An unusual relationship that leads to a few important lessons is probably the only way I can sum up Nate & Margaret in a few words. However I have more than a few words so I’ll go into greater depth.
The film tells the story of 19-year-old Nate (Tyler Ross) and 52-year-old Margaret (Natalie West) as their somewhat unusual relationship is rocked by the arrival of Nate’s first boyfriends and Margaret’s pursuit of a career as a stand up comedian.
The film at first sounds a little unoriginal as it put me in mind of the cult 1970s classic Harold and Maude, which clearly inspired the creation of this film. However Nate & Margaret is an odd gem in the otherwise cluttered category of gay indie flicks.
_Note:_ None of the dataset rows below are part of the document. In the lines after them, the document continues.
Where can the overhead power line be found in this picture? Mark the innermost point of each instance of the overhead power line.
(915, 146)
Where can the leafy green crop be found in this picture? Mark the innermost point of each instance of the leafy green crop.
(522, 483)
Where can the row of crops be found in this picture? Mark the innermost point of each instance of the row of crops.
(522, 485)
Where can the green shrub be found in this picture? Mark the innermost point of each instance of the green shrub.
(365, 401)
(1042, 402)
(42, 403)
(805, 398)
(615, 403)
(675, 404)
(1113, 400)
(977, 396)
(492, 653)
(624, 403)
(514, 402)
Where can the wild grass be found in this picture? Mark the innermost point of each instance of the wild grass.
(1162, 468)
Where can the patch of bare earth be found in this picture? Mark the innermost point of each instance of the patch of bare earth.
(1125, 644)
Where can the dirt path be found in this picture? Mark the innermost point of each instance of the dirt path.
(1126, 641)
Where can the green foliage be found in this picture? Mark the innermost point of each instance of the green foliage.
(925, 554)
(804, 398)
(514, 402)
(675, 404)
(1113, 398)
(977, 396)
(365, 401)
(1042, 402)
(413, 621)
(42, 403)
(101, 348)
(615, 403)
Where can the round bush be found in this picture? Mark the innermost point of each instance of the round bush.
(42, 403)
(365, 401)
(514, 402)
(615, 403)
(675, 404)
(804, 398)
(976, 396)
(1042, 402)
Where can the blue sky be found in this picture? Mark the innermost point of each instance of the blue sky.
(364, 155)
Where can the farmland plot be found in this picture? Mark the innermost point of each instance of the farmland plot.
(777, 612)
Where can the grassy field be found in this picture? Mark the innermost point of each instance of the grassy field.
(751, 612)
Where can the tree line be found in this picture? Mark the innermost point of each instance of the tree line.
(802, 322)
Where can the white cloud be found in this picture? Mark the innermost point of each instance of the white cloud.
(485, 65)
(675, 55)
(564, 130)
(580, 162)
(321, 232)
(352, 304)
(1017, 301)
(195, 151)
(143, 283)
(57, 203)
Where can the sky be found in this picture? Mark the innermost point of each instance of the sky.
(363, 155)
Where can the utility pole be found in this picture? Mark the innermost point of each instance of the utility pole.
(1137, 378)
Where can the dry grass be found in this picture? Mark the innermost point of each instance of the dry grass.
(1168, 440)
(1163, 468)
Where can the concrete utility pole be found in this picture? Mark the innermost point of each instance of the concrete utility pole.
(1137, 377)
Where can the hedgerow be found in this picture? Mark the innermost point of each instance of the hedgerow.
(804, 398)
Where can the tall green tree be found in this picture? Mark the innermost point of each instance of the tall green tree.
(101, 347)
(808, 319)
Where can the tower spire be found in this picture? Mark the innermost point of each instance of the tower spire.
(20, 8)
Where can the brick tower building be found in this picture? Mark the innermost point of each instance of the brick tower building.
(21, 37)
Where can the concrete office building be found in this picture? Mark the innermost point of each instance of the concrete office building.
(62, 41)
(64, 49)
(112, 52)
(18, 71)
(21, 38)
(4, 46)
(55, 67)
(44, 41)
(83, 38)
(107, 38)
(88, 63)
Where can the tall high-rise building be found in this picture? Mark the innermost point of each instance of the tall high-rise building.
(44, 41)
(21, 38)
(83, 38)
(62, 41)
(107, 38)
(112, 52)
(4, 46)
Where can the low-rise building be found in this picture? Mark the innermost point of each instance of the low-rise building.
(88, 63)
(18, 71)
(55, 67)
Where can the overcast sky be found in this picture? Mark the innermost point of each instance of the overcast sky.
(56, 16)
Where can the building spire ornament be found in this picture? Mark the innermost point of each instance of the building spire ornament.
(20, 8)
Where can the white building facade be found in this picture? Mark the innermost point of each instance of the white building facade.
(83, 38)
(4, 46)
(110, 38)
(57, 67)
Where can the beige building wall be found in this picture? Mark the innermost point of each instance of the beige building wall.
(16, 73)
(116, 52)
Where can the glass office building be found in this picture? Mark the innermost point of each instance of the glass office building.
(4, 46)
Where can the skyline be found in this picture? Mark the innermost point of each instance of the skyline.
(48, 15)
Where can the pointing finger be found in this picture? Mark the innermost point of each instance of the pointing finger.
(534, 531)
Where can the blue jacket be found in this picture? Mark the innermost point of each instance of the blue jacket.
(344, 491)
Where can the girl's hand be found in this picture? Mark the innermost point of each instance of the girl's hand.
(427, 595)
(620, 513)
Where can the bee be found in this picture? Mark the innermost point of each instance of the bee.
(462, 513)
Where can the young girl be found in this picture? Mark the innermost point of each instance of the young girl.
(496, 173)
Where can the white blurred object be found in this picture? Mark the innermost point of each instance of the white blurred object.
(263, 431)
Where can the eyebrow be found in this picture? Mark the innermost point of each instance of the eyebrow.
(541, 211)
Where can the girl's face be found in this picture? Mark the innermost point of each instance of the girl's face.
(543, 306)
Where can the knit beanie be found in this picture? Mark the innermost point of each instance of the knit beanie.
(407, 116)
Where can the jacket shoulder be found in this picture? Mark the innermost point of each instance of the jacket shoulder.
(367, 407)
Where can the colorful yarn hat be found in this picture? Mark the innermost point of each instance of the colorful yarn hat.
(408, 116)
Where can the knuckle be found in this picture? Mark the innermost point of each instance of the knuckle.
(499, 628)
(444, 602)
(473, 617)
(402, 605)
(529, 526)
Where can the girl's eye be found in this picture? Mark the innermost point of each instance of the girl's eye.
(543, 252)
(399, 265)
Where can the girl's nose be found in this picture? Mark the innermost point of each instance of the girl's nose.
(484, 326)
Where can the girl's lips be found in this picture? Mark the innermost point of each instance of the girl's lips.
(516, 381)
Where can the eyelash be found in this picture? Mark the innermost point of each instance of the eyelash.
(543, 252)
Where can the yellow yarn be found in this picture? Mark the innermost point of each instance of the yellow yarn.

Despite being an indie flick the director, Nathan Adloff, who also co-wrote the film with Justin D.M. Palmer, manages to make the movie anything but low budget, as it’s shot very well. Okay, there are a few parts that clearly show that this film didn’t have the budget of something like Transformers, but you can let it slide as overall it’s not an issue.
The acting in the film all round is great as the actors truly make you believe in the characters they are playing, whether it’s the youthful and naïve Nate having his first foray into love and sex (a character most people could relate to) or the cynical and somewhat sad Margaret who gives you the feeling that she’s missed out on life.
The best part aspect of the film is that unlike many gay movies, it doesn’t centre on the fact that Nate is gay, as it is pretty secondary to the actual nature of the film. More central is the importance of friendship, no matter how different it is. Whereas many gay films concentrate on sex, finding yourself or coming out, this film makes sexuality a non-taboo subject as no one so much as raises an eyebrow over two men kissing, and instead tackles the taboo of unusual relationships such as a 50-year-old being friends with a 19-year-old.
Also, when it comes to sex in a gay film this one had none, except for a very entertaining scene in an art gallery, which in all honesty was one of the stand out funny moments of the film. When it comes to being funny the film doesn’t try too hard either, which seems to be the key problem with many independent ‘comedy’ films.
However, this film isn’t all about being funny as it is mainly a sweet and touching film that proved that no matter what, friendship is the most important thing a person can have, irrespective of how old you are. This is shown in a number of scenes that are both moving and sweet, especially one that will make you release an “aww” for Margaret.
The music in Nate & Margaret backs this up and is one of the key parts to film, blending humorous and thoughtful tunes that connote youthfulness and naivety with darker more unhappy music that will evoke sympathy for the characters.
Overall Verdict: This film has a great theme, message and acting with some believable and well thought out characters, an engaging plot and is an all together enticing and enjoyable easy watch.